Vu le cadre qui précède, vu aussi le temps de préparation assez court, j'ai rassemblé du matériel authentique audio et textuel ayant à la communication interculturelle, conçu des activités possibles et j'ai fait une trace de programme dans ce wiki, créé avec l'assentiment de Mme Eugénia Converso (voir aussi la section"Pourquoi ce wiki?" dans la page principale). Mais ce n'était qu'une trace, qui pouvait être modifiée en fonction des besoins des participants et de leurs préférences d'apprentissage. Mes rares points fixes étaient:
  • des activités où comprendre sert à faire quelque chose avec ce qu'on a compris, et si possible autre chose que remplir un QCM.
  • une documentation des activités, du matériel et des ressources à laquelle les participants pourraient se référer
  • des moments de réflexion et discussion sur les activités, basés sur une évaluation sommaire (voir Le 4ème bloc horaire, ci-dessous)

Participants


Le niveau de compréhension orale des quatre participants était de bon à très bon, et ils s'exprimaient déjà clairement en français (l'atelier s'est déroulé presque exclusivement en français).
Quant à la compréhension écrite, ils comprenaient bien les textes simples, mais ils avaient quelques difficultés avec le français académique de certaines lectures pour le Master.
Qualifications non linguistiques: les quatre participants étaient habitués à, et aimaient, le travail en équipe. Ils ont donc su tirer profit de la forme très collaborative de ce cours/atelier. En outre, leur curiosité pour les moyens de communication leur a permis de s'approprier très vite les instruments proposés.

Activités


Les activités de l'atelier de français étaient de trois types: stratégies de compréhension, compréhension orale, compréhension écrite, avec certaines activités mixtes (compréhension orale + stratégies, par exemple).
NB: Dans ce qui suit, les liens aux pages des activités se présentent sous la forme Lundi 1, Lundi 2 etc, où le chiffre qui suit le nom du jour correspond au bloc horaire. Une liste où ces liens sont suivis d'une descriptions se trouve en Activités.

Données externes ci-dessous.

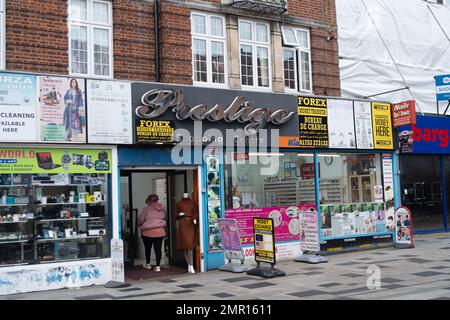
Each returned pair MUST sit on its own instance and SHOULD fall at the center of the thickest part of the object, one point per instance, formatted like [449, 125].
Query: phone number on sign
[313, 143]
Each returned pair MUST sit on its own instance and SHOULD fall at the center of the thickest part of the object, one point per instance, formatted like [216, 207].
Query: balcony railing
[266, 6]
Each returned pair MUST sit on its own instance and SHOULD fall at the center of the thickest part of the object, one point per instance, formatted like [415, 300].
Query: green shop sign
[47, 160]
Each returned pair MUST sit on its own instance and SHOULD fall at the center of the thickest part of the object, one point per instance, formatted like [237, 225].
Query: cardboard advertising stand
[309, 236]
[264, 242]
[403, 237]
[232, 245]
[118, 269]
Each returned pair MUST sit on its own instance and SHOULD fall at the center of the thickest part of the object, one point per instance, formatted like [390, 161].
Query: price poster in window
[363, 125]
[313, 122]
[382, 125]
[264, 235]
[62, 109]
[18, 114]
[341, 129]
[112, 98]
[231, 239]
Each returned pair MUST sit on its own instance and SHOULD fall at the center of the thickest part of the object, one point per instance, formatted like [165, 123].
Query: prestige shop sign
[157, 101]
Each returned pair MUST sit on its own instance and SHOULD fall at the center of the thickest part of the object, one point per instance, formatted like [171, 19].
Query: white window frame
[2, 35]
[298, 50]
[296, 73]
[208, 37]
[255, 44]
[90, 25]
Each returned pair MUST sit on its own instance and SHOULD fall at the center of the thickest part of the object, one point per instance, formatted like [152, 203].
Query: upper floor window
[2, 34]
[208, 49]
[254, 39]
[90, 38]
[297, 59]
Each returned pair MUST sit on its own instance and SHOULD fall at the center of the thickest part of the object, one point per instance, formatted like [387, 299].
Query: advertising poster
[213, 186]
[40, 160]
[363, 124]
[309, 228]
[112, 98]
[285, 221]
[341, 129]
[118, 268]
[313, 122]
[403, 226]
[442, 87]
[231, 240]
[264, 235]
[405, 141]
[18, 114]
[154, 131]
[404, 113]
[388, 182]
[382, 125]
[62, 109]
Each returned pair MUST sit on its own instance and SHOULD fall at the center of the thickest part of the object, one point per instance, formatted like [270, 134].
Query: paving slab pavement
[419, 273]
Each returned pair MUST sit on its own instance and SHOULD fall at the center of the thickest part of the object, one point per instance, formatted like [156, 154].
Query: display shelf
[21, 221]
[14, 264]
[14, 205]
[67, 219]
[14, 185]
[13, 241]
[69, 203]
[67, 185]
[66, 239]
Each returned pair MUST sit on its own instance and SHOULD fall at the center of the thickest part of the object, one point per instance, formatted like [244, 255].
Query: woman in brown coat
[186, 212]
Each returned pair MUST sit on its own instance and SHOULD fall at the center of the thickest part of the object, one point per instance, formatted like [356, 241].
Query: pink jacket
[152, 217]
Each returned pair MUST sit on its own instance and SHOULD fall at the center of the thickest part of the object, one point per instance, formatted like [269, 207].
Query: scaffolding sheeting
[387, 45]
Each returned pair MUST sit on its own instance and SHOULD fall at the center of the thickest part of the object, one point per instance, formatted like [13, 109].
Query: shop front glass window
[351, 195]
[421, 187]
[55, 217]
[247, 187]
[283, 195]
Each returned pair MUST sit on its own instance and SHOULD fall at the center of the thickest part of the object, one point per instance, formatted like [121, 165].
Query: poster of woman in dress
[63, 111]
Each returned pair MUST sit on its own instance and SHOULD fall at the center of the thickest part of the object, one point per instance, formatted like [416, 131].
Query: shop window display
[351, 195]
[281, 196]
[246, 187]
[53, 217]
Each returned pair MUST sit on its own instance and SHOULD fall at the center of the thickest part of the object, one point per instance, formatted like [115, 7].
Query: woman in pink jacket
[152, 223]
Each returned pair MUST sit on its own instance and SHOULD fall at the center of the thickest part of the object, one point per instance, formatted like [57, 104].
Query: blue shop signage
[442, 87]
[430, 135]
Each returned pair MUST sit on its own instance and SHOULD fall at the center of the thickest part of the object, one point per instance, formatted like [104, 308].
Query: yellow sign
[154, 131]
[264, 240]
[382, 125]
[313, 122]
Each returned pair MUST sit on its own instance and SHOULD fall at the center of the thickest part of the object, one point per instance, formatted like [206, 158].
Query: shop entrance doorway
[169, 185]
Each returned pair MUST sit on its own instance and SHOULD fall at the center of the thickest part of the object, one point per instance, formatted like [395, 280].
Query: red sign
[307, 171]
[404, 113]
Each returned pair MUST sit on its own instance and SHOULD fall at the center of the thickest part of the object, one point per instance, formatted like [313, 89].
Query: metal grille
[266, 6]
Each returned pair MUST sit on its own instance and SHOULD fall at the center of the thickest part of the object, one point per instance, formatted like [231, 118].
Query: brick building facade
[37, 39]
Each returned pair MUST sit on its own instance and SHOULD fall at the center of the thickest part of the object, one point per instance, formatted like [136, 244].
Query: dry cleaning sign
[18, 107]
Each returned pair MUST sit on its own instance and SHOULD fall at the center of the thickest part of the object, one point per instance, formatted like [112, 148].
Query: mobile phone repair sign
[442, 87]
[264, 232]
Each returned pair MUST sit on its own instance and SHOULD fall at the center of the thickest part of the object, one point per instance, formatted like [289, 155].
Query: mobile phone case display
[214, 201]
[279, 192]
[52, 217]
[353, 219]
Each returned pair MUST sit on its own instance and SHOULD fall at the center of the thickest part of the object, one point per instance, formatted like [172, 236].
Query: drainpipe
[156, 31]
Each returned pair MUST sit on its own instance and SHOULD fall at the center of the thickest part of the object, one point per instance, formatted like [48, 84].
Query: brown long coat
[186, 229]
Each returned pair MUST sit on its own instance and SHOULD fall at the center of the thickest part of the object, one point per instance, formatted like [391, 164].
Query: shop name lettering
[156, 102]
[15, 80]
[432, 135]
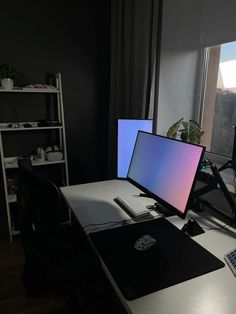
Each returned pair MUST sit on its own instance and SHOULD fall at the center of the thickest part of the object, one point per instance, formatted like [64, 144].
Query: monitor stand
[161, 210]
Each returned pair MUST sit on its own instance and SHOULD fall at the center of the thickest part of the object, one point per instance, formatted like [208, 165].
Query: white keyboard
[230, 258]
[133, 206]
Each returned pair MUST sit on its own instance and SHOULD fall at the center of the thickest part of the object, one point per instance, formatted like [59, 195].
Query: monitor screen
[127, 133]
[165, 168]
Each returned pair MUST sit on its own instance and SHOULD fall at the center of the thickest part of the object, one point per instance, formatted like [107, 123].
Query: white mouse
[144, 243]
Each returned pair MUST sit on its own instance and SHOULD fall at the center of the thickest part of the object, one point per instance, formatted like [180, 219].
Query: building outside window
[219, 101]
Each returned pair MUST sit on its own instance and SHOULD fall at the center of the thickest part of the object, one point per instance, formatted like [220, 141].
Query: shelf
[30, 90]
[12, 198]
[31, 129]
[15, 232]
[36, 163]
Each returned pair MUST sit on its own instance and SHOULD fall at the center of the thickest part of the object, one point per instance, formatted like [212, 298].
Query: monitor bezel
[156, 197]
[117, 141]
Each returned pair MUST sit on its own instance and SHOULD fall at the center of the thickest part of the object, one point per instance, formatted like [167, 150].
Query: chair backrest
[39, 200]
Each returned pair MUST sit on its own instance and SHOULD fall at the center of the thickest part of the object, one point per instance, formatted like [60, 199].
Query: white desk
[211, 293]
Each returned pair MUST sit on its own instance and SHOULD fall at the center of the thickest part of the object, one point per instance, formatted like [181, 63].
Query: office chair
[56, 258]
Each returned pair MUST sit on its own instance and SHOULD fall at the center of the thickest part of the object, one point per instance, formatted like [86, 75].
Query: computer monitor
[165, 169]
[127, 130]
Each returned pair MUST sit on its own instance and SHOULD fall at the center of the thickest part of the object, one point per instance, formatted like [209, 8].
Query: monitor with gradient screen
[127, 133]
[165, 168]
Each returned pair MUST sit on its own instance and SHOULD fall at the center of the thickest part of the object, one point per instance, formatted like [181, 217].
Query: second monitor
[165, 169]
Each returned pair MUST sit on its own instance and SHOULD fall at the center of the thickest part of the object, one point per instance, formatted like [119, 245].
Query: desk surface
[214, 292]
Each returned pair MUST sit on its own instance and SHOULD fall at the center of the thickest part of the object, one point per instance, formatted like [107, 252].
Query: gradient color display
[165, 167]
[127, 133]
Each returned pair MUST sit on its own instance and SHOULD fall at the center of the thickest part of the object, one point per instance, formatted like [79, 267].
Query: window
[219, 101]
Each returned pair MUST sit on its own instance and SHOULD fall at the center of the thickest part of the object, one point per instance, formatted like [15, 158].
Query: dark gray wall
[70, 37]
[73, 38]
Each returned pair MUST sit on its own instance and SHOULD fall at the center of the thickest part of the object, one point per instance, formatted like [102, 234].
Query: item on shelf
[8, 74]
[40, 86]
[27, 125]
[13, 125]
[44, 123]
[53, 153]
[41, 153]
[11, 186]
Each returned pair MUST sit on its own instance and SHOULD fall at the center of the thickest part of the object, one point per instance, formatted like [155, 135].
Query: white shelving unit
[9, 199]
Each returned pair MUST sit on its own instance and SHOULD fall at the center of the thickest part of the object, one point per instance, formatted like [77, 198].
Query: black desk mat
[174, 257]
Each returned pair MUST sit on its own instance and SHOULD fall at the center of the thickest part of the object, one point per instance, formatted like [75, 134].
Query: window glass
[219, 113]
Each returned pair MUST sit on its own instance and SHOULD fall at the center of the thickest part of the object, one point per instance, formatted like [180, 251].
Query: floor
[12, 295]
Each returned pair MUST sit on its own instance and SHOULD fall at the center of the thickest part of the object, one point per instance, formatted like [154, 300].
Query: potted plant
[191, 131]
[8, 74]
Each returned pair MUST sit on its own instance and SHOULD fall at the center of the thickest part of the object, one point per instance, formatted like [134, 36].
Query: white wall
[188, 27]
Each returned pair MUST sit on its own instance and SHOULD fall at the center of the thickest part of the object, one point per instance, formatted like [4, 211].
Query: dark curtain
[134, 50]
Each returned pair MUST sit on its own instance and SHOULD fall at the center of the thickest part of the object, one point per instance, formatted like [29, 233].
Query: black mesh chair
[57, 258]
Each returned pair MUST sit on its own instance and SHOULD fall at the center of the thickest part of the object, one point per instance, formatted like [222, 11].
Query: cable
[121, 222]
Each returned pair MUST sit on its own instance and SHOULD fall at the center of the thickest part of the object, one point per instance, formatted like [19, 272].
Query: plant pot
[7, 83]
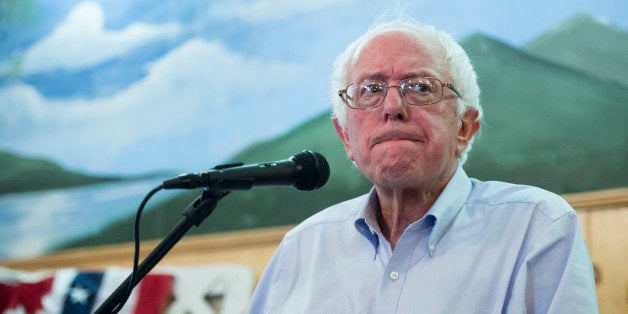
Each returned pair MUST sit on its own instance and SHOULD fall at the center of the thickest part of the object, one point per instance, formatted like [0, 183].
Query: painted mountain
[555, 117]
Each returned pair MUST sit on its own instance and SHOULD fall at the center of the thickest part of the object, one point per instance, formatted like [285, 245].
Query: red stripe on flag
[153, 295]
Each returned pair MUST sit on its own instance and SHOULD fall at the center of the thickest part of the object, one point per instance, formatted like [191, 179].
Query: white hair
[455, 64]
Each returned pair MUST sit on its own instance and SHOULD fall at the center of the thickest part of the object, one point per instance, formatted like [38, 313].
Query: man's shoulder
[333, 215]
[497, 193]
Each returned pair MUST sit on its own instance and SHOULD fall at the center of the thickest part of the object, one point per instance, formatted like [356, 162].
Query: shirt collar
[444, 210]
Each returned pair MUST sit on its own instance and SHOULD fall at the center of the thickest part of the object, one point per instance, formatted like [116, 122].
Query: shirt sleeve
[261, 299]
[557, 274]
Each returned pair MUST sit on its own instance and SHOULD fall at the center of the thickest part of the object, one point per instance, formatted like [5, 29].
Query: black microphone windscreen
[314, 170]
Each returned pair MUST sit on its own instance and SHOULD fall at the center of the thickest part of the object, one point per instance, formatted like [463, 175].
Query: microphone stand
[194, 214]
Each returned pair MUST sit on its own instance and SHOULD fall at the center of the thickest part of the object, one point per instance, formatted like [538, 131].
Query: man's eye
[419, 88]
[372, 88]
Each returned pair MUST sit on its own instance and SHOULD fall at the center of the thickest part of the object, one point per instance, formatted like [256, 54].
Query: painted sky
[142, 85]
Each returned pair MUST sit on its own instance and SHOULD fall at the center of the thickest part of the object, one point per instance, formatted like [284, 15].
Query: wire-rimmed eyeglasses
[417, 91]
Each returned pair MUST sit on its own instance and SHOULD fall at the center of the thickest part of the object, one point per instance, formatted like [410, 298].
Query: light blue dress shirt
[483, 247]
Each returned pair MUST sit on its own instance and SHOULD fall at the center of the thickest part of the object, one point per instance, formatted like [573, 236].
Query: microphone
[305, 171]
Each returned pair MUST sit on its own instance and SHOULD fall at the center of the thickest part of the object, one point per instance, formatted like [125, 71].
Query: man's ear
[343, 137]
[469, 126]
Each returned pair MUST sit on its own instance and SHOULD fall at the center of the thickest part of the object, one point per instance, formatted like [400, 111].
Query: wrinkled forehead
[420, 43]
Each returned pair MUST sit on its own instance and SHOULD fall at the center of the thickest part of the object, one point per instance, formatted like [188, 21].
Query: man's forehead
[394, 55]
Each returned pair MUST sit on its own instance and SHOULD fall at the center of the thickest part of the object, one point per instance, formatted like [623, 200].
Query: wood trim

Stratégies de compréhension


Lundi 20 avril, après les présentations et la description du programme et du wiki (voir Lundi 1) ,nous avons commencé par définir les stratégies de compréhension: voir les descriptions d'activité Lundi 2 et Lundi 3, et les pages résumé stratégies et résumé stratégies B rédigées par les participants.
  • L'évaluation (anonyme en principe) des activités de la journée (voir la grille d'évaluation en Lundi 4: 1 x 1/4, 3 x 2/4) a montré que quelque chose n'avait pas marché dans l'activité Lundi 2 - CO vidéo Telecentre - Stratégies de compréhension: de la discussion du jour même et de celle de vendredi, il est apparu que le choix du discours inaugural en français dans la vidéo Imaginez ce que nous pouvons faire ensemble comme matériel de base était une erreur. Non tant parce que l'orateur lit à haute voix avec un accent assez marqué, mais surtout parce que le contexte (le mouvement des télécentres), au lieu de rester un simple élément aidant à la compréhension, est devenu objet de discussion.
  • Toutefois, les participants ont évalué positivement l'activité Lundi 3 - Stratégies de compréhension (suite), au cours de laquelle nous avons formalisé les stratégies. Et ils ont montré par la suite qu'ils savaient les appliquer.

Compréhension orale


  • Lundi 2: CO vidéo Telecentre - Stratégies de compréhension - Voir aussi ci-dessus, "Stratégies de compréhension". Pour ce qui est de la simple compréhension orale, les participants ont montré qu'ils comprenaient surprenamment bien (à mon avis) un document oral authentique qui n'était pas facile. Toutefois, comme je l'ai écrit ci-dessus (section Stratégies de compréhension), c'est l'activité qui a été évaluée le plus négativement par les participants eux-mêmes lors de l'évaluation quotidienne.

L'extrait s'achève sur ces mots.